I have been enrolled in a PhD program for 3 years now. I have a had a pretty disappointing experience so far: I have had three different supervisors (didn’t get along with the first, the second moved abroad), and have also changed topics multiple times as a result. The department has let me down multiple times in terms of academic support (my supervisor wouldn’t read my drafts, sometimes wouldn’t respond to emails for months when he’s abroad) and I don’t feel like the university has any interest in actually supervising, or teaching, postgrad students. Many here act more like “answering machines”: come to me if you have questions, otherwise I have nothing to say to you. There is no postgrad community to speak of, and I am the only PhD student working in my area. I do have partial results for some of the projects I have worked on over the last few years, but nothing meaningfully complete. More importantly, however, I don’t feel like I have learned (and been taught) what it means to do research yet. If I were to write up my results and turn them into a thesis, I might pass, but I wouldn’t feel able to do (independent) research as a post-doc (which is what I want to do in the future).
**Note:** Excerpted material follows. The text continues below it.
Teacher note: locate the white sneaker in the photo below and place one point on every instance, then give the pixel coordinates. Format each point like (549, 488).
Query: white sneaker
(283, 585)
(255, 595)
Even though I have three years left of funding I am considering quitting. I am very unhappy here, and being at this university has throughly diminished my enthusiasm for the subject I’m working in. I have also developed a certain level of dislike for this university, and the department. I don’t really trust that any of my current supervisors have my best interest in mind. I have to say, I wouldn’t really want to have a degree from this university.
I would love to stay in academia, though. I have hope that, at a different university, in a different environment, I could thrive.
I understand this is a very general question, but basically I am wondering: what are the odds of leaving here and finding a PhD elsewhere? The “sunk cost” is high, and I have already spend three unhappy years here —- I don’t want to turn them into six, unless there’s a very good reason to do so.